Ruh sağlığı çok önemli bir kavram. Ruh sağlığı sadece hasta olan bireylerin rahatsızlığını, hastalığını veya bozukluğunu tedavi etmek değil. Tabii ki bu hastalıklar ortaya çıktığında bizim bunları tedavi etmemiz lazım ve çoğu için de en azından yüzde 60-80'i için elimizde yeterli etkin tedaviler var. Ancak sadece tedaviyi düşünmeyelim. Kişinin önemli beceriler ve alışkanlıklar kazanmasıyla hastalık daha ortaya çıkmadan zihinsel ve beyinsel sağlığımızı koruyabiliriz. Eğer çocuk yetiştirme konusunda daha gebelik oluşmadan anne-baba eğitimlerine başlarsak, çocuklardan ne bekleneceği, onların nasıl besleneceği, nasıl uyutulacağı, çocuklar ağladığında neler yapılacağı öğretilirse, pek çok ruhsal bozukluğun daha sonra gelişmesine engel olabiliriz.

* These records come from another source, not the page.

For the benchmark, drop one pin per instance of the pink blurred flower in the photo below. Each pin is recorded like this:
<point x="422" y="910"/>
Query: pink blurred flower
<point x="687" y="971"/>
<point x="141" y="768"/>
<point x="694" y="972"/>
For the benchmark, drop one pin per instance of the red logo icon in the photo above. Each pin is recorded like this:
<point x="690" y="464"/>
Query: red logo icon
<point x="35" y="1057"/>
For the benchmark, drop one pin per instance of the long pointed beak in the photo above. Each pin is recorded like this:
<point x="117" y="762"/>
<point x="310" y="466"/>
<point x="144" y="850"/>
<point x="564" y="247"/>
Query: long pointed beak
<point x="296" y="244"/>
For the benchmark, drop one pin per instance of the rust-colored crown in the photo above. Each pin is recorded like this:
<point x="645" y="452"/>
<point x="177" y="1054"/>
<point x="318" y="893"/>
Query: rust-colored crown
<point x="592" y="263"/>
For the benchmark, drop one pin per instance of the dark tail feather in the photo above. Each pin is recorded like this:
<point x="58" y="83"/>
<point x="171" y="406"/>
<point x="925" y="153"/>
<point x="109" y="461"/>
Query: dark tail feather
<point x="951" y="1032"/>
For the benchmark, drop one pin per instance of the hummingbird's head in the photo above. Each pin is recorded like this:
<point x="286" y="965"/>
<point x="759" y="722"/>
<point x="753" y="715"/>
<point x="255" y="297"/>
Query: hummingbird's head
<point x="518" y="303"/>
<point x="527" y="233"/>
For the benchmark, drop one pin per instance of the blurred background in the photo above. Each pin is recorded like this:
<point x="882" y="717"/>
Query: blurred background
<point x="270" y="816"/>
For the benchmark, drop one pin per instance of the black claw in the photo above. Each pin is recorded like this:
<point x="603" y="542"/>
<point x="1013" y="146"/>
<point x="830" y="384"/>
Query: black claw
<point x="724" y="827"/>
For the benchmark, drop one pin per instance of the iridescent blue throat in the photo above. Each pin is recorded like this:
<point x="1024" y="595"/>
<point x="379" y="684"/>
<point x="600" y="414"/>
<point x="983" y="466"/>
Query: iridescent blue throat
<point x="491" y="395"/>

En önemli şeylerden bir tanesi de okullarda ruh sağlığının müfredata entegre edilmesi. Çocuklara hayat bilgisi dersleri verirken sadece et nasıl alınır, sebze nasıl yıkanır bilgisi değil, ‘hayır’ nasıl denir. Alkolden nasıl uzak durulur? Sigaranın zararları nedir? Alkolün zararları nedir? Bunları içenler ne oluyor? Kullananlar ne oluyor? Bu bilgilerinde verilmesi gerekir. Sağlık sadece hekimlerin ya da sağlık bakanlığının sorumluluğunda olan bir konu değildir. Sağlık, tüm toplumun kültürüne mal edilecek, önemli kıymetli bir şeydir. Ne demiş Kanuni Sultan Süleyman: ‘Olmaya devlet cihanda bir nefes sıhhat gibi.’ Yani, bizim de sağlığımızı, sadece onu kaybettiğimiz anlarda değil, onu yaşarken daha iyi, daha güçlü, daha anlamlı bir noktada ele almamız gerek. Bu da toplumumuzda sağlık eğitiminin, sağlık okur yazarlığının ve sağlık bilincinin desteklenmesiyle olur.